According to Dick Stephens, a co-Founder of the Project, “We know we have a responsibility to fulfill Matthew 25, but we want to do it in a responsible way that does not create dependency. Far too often aid is distributed in such a way as to disrupt the local economy, or in a way that causes the recipient to feel the aid truck will come back over and over, and all they have to do is sit and wait for the arrival. We work hard to keep both of these from taking place. However, when it comes to children who cannot care for themselves it is a far different matter. In these cases we immediately act to help them.”
Support for orphans, and other vulnerable children, is a “must do” for any responsible individual or organization. For young children such as Moreen Masoka, (pictured with this story) it is not possible to support herself. She needs food, clothing and shelter, and at 8-years-of-age she must depend on someone else to support her.
HIV is Just One of Many Problems
Malawi is one of the world’s least developed countries with a gross national income per capita of only $250.00 (World Bank, 2007). The HIV/AIDS pandemic, catastrophic levels of malaria, a ballooning population, a shortage of medical supplies, lack of enough medical personnel, and a government that cannot keep up with the need have compounded the poverty level. According to a 2010 Demographic and Health Survey, HIV prevalence among adults aged 15 – 49 years was 11.0%. The positive side of that was the fact this figure was down from 14% in 2005, and 14.4% in 2003. Malawi has worked hard to address the problem. However, imagine if one out of every 10 or 11 people you pass on the street in America were HIV positive. The drain on the healthcare system would be appalling!

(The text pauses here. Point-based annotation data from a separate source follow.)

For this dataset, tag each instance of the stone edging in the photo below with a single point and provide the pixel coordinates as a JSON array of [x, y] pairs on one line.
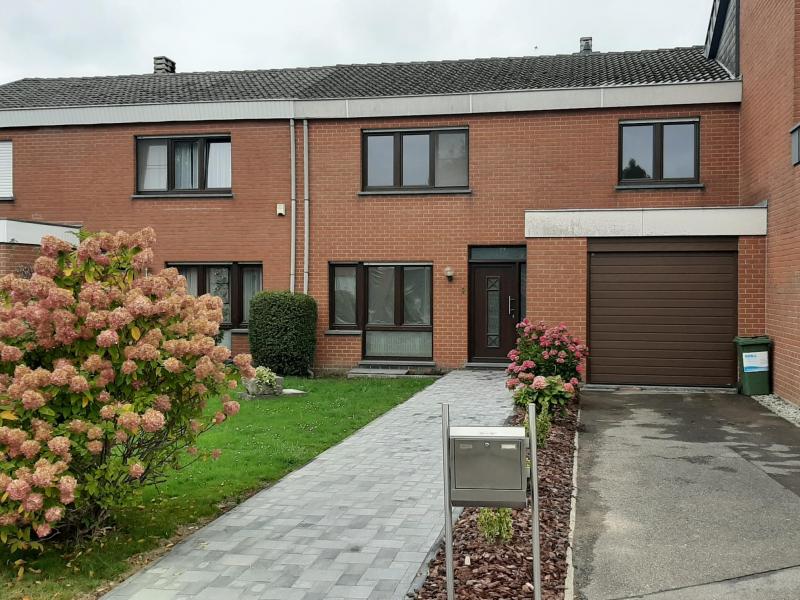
[[782, 408], [569, 583]]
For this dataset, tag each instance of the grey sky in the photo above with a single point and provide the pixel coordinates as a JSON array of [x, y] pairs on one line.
[[52, 38]]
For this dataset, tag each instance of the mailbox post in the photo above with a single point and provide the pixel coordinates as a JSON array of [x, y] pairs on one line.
[[487, 466]]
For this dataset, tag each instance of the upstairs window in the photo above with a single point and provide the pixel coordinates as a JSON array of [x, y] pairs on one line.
[[656, 153], [183, 165], [6, 171], [414, 159]]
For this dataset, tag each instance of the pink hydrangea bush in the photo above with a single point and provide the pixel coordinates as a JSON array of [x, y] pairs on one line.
[[546, 365], [105, 372]]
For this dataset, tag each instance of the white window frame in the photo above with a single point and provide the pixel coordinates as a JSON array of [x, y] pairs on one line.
[[6, 170]]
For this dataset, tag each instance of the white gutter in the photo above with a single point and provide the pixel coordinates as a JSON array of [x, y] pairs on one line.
[[352, 108], [293, 249], [306, 204]]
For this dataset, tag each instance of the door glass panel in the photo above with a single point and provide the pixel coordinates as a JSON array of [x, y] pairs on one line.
[[251, 285], [380, 161], [218, 283], [417, 296], [493, 312], [405, 344], [637, 151], [416, 159], [498, 253], [679, 151], [344, 295], [187, 167], [191, 274], [381, 296]]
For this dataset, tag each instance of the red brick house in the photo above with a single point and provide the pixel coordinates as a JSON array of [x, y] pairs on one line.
[[429, 206]]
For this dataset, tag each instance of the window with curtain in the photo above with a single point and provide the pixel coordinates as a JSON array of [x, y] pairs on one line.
[[391, 304], [183, 165], [235, 283], [659, 152], [415, 159]]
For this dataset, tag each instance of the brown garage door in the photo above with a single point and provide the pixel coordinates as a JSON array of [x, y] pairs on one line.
[[663, 312]]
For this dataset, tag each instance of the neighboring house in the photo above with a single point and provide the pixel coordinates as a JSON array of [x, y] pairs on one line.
[[429, 206]]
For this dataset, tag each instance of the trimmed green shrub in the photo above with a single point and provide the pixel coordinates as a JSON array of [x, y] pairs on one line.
[[283, 332], [496, 525]]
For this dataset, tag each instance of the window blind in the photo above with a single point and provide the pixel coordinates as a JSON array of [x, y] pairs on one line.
[[6, 173]]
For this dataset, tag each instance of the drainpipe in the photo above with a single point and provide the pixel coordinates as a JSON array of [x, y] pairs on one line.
[[293, 251], [306, 215]]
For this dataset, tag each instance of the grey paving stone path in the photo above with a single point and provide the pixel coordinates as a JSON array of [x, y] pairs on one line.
[[357, 522]]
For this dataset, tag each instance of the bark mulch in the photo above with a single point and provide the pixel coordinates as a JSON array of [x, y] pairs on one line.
[[485, 571]]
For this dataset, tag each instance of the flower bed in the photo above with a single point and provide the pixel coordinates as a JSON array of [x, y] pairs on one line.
[[486, 571]]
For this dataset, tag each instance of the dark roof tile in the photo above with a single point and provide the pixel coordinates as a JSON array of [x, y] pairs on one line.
[[372, 80]]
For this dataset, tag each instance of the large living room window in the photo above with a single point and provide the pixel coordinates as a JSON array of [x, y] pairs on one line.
[[659, 153], [415, 160], [235, 283], [391, 303], [183, 165]]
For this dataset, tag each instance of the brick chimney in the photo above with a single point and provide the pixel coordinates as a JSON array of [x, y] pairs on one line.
[[162, 64]]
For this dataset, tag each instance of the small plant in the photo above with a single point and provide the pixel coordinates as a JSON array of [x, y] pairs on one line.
[[496, 525], [547, 393], [283, 332], [547, 352], [265, 379]]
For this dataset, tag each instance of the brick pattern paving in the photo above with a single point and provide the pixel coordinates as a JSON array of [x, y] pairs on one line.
[[357, 522]]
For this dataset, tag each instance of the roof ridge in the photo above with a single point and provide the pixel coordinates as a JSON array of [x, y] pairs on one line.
[[365, 64]]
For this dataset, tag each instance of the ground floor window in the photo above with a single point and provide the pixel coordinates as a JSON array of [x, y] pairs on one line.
[[234, 283], [391, 303]]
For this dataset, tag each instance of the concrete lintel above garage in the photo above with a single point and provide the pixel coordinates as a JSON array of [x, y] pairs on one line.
[[647, 222]]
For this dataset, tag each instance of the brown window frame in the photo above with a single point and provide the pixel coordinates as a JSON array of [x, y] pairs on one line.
[[202, 175], [236, 278], [658, 180], [397, 168]]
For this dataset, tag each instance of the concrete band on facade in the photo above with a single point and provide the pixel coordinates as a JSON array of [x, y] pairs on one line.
[[352, 108], [647, 222], [14, 231]]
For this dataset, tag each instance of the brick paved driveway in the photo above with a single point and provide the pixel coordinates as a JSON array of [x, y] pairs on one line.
[[357, 522]]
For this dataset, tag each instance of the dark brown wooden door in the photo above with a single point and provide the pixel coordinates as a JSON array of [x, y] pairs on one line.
[[663, 318], [494, 310]]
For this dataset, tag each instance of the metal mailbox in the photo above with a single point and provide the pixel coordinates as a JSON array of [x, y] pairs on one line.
[[488, 466]]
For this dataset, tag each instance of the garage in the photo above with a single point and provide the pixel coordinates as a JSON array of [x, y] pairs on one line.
[[663, 311]]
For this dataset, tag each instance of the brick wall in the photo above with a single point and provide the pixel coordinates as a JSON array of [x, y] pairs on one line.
[[86, 175], [770, 107], [546, 160], [16, 259]]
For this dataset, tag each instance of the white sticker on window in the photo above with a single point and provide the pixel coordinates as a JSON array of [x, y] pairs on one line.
[[755, 362]]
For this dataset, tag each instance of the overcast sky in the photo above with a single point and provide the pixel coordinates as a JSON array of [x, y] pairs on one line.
[[53, 38]]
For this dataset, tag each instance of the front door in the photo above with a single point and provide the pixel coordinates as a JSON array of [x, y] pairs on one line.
[[494, 310]]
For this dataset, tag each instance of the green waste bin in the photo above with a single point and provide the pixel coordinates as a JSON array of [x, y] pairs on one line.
[[753, 359]]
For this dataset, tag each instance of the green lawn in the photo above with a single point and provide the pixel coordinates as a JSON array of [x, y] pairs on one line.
[[267, 440]]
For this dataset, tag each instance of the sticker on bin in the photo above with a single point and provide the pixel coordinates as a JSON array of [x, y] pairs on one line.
[[755, 362]]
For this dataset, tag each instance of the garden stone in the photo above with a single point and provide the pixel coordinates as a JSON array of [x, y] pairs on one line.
[[255, 390]]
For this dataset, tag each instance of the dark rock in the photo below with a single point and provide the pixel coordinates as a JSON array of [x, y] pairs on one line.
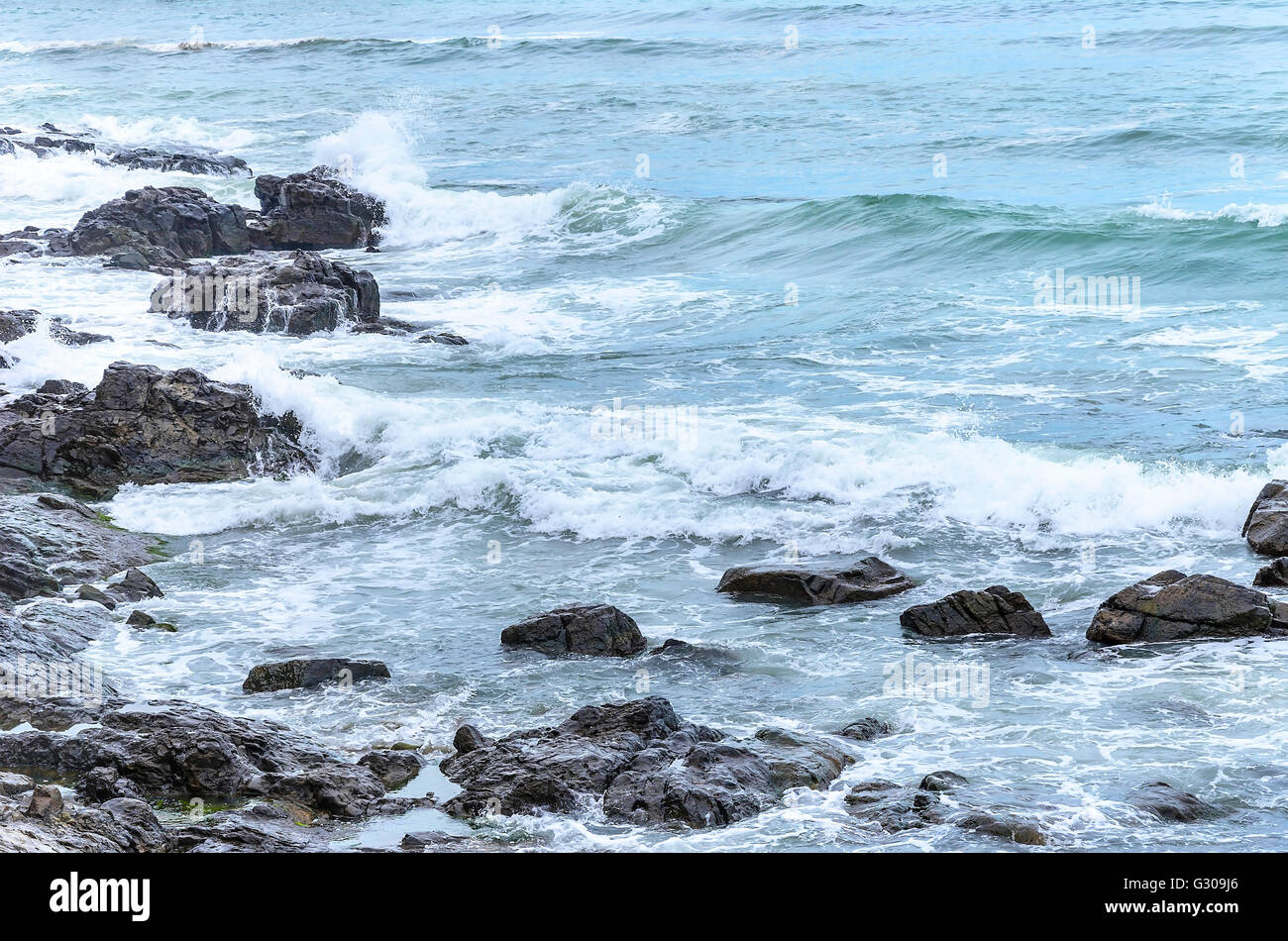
[[151, 227], [142, 619], [305, 674], [941, 781], [37, 242], [1172, 605], [446, 339], [671, 647], [134, 587], [995, 610], [393, 769], [299, 295], [867, 729], [893, 807], [17, 323], [1266, 525], [314, 210], [46, 800], [1008, 828], [1168, 803], [47, 540], [179, 750], [1274, 575], [60, 386], [88, 592], [864, 580], [468, 738], [106, 784], [592, 630], [142, 425], [196, 161], [645, 765]]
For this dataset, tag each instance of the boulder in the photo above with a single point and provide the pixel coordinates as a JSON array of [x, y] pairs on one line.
[[35, 242], [134, 587], [1172, 605], [996, 610], [866, 580], [262, 293], [1168, 803], [592, 630], [179, 750], [867, 730], [48, 541], [1266, 525], [394, 768], [1274, 575], [160, 227], [305, 674], [142, 425], [643, 763], [18, 323], [445, 339], [314, 210]]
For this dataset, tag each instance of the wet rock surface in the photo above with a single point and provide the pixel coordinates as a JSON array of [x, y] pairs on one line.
[[48, 541], [864, 580], [1171, 803], [591, 630], [142, 425], [154, 228], [1172, 605], [1266, 525], [643, 763], [996, 610], [305, 674], [265, 293], [171, 748]]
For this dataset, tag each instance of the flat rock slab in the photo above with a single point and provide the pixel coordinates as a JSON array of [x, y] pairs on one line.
[[143, 425], [48, 540], [866, 580], [305, 674], [1172, 605], [996, 610], [1266, 525], [591, 630]]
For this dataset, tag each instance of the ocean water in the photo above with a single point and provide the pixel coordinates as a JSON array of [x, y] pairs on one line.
[[807, 240]]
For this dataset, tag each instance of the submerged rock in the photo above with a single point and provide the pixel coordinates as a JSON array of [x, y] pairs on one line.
[[48, 541], [1274, 575], [1266, 525], [178, 750], [263, 293], [142, 425], [592, 630], [867, 729], [394, 768], [314, 210], [134, 587], [305, 674], [1172, 605], [995, 610], [160, 227], [643, 763], [1168, 803], [866, 580]]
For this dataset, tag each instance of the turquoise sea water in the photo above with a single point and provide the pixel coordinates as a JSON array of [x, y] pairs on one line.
[[810, 240]]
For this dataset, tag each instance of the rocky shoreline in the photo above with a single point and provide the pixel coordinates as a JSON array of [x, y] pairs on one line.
[[90, 773]]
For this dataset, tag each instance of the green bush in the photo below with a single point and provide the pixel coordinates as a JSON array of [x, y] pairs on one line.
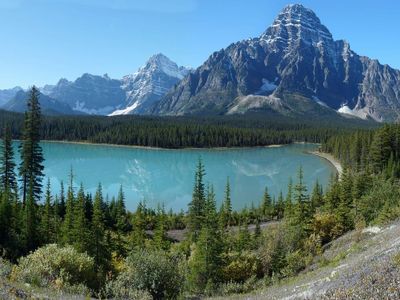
[[294, 263], [241, 266], [5, 268], [150, 272], [62, 268]]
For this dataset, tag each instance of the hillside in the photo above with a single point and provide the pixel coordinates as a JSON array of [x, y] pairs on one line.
[[362, 264]]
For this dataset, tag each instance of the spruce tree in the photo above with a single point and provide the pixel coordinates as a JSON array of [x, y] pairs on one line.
[[68, 223], [80, 223], [205, 262], [197, 205], [30, 220], [160, 232], [47, 218], [317, 197], [266, 206], [8, 181], [226, 208], [138, 235], [31, 166], [99, 246]]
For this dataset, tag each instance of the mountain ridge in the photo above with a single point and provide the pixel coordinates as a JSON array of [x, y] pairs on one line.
[[296, 55]]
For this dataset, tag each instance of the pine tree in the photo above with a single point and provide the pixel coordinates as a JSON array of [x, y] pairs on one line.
[[226, 208], [138, 235], [47, 218], [31, 167], [205, 261], [160, 232], [8, 181], [317, 197], [197, 205], [343, 210], [80, 223], [68, 223], [121, 221], [30, 220], [289, 200], [61, 203], [302, 212], [99, 246], [266, 206], [280, 206]]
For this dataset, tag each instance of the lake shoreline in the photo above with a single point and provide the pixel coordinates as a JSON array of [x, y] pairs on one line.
[[330, 158], [160, 148]]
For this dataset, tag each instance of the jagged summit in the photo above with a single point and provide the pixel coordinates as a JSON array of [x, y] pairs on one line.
[[295, 24], [294, 67], [152, 81]]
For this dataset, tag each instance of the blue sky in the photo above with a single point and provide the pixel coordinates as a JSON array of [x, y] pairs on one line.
[[44, 40]]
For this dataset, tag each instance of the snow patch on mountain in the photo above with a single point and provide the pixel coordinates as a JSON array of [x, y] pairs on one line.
[[128, 110], [251, 102], [266, 87], [81, 107], [316, 99], [146, 86], [360, 113]]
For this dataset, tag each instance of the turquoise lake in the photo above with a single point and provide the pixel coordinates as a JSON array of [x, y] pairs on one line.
[[166, 176]]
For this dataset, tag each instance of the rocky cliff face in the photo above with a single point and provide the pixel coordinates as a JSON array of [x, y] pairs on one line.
[[152, 81], [89, 94], [49, 106], [296, 57], [6, 95]]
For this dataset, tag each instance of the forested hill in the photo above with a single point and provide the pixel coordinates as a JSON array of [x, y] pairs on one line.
[[181, 132]]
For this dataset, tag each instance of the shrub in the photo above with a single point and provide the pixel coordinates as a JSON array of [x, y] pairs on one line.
[[151, 273], [294, 263], [241, 266], [326, 226], [5, 268], [62, 268]]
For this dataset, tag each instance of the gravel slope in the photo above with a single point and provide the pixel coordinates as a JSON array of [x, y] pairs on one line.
[[359, 265]]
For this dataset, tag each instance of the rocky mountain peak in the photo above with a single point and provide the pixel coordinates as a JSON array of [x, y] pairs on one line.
[[295, 24]]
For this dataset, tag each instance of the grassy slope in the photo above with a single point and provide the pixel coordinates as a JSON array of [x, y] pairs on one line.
[[359, 265]]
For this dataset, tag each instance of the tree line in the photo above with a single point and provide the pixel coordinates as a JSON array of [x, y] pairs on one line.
[[181, 132], [125, 254]]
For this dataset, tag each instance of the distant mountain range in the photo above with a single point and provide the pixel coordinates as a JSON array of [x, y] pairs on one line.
[[294, 68], [101, 95]]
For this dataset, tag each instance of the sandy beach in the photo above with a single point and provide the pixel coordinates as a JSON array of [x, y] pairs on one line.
[[331, 159]]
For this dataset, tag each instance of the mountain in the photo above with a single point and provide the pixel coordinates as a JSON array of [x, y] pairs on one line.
[[8, 94], [294, 67], [48, 105], [152, 81], [89, 94]]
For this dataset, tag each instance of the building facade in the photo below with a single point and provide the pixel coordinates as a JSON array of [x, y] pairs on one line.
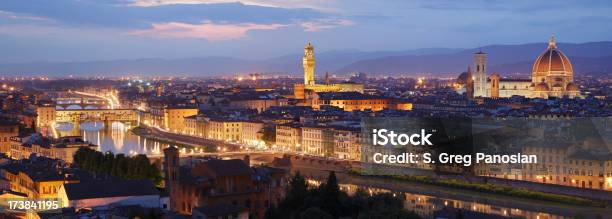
[[552, 75]]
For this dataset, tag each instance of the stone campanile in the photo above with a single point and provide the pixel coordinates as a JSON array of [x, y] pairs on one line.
[[308, 62], [480, 74]]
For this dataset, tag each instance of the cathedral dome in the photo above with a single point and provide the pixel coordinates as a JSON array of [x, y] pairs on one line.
[[571, 87], [541, 87], [552, 61]]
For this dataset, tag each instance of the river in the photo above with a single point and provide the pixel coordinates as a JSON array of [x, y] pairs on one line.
[[423, 199], [113, 136]]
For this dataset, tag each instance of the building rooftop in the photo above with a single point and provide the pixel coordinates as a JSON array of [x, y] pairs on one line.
[[220, 210], [111, 188], [346, 96]]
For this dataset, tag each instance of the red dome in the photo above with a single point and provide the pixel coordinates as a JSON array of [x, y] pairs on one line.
[[552, 60]]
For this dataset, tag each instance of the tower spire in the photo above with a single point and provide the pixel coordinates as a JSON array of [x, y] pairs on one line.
[[551, 43]]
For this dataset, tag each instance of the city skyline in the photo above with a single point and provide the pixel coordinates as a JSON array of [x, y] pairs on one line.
[[68, 30]]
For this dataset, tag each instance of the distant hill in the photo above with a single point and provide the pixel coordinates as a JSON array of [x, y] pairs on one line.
[[505, 59]]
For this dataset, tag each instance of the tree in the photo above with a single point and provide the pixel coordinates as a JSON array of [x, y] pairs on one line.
[[108, 164], [330, 196]]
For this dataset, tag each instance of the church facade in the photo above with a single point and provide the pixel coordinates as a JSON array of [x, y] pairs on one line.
[[552, 76], [300, 90]]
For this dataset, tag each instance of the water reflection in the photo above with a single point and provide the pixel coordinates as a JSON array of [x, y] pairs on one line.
[[112, 136], [425, 205]]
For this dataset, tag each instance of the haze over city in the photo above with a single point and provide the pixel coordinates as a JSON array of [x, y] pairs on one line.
[[90, 30]]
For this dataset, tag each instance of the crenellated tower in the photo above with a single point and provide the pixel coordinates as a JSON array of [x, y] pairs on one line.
[[308, 62], [480, 74]]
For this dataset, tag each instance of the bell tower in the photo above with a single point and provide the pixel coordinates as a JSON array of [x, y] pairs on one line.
[[308, 62]]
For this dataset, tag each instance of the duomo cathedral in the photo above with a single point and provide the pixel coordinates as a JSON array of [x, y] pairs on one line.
[[552, 75]]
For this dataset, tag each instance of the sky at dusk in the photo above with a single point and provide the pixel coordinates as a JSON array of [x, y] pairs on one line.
[[84, 30]]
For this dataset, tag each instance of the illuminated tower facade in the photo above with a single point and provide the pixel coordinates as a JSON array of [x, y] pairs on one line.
[[480, 74], [308, 62], [469, 83]]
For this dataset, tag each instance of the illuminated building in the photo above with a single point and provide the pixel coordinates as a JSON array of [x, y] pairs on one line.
[[224, 129], [171, 118], [569, 166], [347, 144], [349, 101], [317, 140], [552, 76], [215, 182], [8, 129], [37, 178], [252, 132], [62, 148], [308, 61], [45, 116], [254, 101], [289, 136]]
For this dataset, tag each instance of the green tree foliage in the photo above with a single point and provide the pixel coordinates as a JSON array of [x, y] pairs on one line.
[[328, 201], [108, 164]]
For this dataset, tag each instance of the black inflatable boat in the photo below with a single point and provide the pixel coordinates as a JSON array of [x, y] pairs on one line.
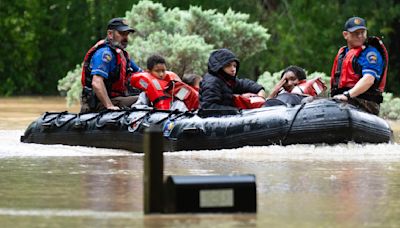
[[321, 121]]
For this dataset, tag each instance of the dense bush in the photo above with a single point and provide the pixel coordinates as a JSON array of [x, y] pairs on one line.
[[184, 37]]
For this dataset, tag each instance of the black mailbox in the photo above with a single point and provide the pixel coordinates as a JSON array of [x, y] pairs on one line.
[[194, 194]]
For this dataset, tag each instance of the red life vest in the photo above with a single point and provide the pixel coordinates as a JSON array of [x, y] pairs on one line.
[[162, 92], [117, 81], [248, 101], [185, 93], [312, 87], [346, 72]]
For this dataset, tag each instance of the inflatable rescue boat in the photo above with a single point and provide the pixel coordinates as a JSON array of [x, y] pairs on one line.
[[321, 121]]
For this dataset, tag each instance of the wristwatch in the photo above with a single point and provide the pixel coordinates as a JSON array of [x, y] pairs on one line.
[[347, 94]]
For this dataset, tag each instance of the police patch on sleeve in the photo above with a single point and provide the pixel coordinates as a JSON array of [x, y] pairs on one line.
[[371, 57], [106, 57]]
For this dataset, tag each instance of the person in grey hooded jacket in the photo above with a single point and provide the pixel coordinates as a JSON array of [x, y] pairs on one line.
[[221, 82]]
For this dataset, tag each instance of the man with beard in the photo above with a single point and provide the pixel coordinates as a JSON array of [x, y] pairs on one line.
[[106, 71], [359, 71]]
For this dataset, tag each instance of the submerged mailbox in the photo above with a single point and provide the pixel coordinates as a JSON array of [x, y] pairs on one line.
[[191, 194]]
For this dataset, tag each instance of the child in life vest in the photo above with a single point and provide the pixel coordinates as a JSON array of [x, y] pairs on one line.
[[163, 89], [293, 87]]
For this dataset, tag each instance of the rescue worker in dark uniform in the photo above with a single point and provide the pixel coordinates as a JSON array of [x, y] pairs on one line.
[[219, 85], [106, 71], [358, 74]]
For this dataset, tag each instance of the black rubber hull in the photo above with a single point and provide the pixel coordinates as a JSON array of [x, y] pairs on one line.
[[322, 121]]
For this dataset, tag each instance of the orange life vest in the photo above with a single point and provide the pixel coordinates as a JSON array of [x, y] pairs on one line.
[[185, 93], [161, 93], [346, 72], [117, 82]]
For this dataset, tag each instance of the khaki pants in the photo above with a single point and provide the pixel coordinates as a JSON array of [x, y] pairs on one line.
[[122, 102]]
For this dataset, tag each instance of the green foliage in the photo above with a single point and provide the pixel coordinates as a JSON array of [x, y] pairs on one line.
[[390, 108], [184, 37], [184, 54]]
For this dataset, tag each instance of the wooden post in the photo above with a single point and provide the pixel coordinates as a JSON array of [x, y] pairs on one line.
[[153, 171]]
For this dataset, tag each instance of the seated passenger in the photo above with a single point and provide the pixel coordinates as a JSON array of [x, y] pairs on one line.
[[193, 80], [163, 89], [293, 87], [220, 84]]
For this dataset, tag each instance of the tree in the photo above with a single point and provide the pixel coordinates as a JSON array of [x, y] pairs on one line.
[[185, 37]]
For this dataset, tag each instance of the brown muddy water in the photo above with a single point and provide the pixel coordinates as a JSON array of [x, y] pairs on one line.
[[345, 185]]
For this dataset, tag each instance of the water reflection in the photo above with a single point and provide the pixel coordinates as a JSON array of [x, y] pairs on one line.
[[346, 185]]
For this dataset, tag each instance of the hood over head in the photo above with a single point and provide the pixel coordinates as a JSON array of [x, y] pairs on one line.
[[219, 58]]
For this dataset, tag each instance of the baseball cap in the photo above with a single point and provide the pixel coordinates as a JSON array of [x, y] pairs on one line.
[[119, 24], [354, 23]]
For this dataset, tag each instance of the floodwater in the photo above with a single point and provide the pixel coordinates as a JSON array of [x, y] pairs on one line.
[[346, 185]]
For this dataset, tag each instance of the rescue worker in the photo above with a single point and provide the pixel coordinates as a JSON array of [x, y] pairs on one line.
[[358, 74], [220, 84], [106, 71], [163, 89]]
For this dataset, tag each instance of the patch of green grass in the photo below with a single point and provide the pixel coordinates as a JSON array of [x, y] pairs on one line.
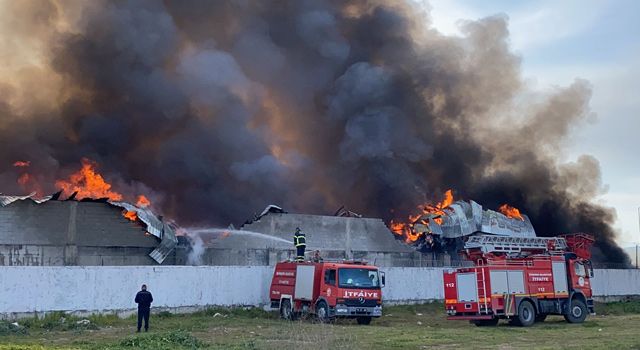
[[401, 327], [177, 339], [618, 308], [9, 328]]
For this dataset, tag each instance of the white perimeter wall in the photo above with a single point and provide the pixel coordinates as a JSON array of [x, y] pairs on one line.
[[99, 289]]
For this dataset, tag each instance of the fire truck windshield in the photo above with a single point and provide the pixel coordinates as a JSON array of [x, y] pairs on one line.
[[358, 278]]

UNICEF reports one in every ten people in Malawi is living with HIV. It is further estimated that 90,000 children are living with HIV, and 20% (1.2 million) of all children are growing up with reduced parental care in a wide range of formal and informal care arrangements.
This gap in care for these children can only be filled through outside support. Recently with support from World Emergency Relief, and the Malawi Project, a clothing distribution reached 1,021 children. Many are orphans, and come from the Southern Malawi district of Chiladzulu.
Moreen comes from Nyandule Village, and even at her age has gone through extremely difficult times. With only her mother to care for her, even the necessities are nearly impossible to obtain. “I have lacked food, clothes and an adequate house to live in,” she said when receiving a donation of clothes.
The children in this area being given aid are identified and registered by the village headmen through a community-based organization called Mauwa. This helps identify the needy and destitute when aid is offered to a particular area. Speaking on the sidelines of the distribution, group village headman Mauwa thanked the Malawi Project, and all the supporters, for their timely assistance to the orphans in his area.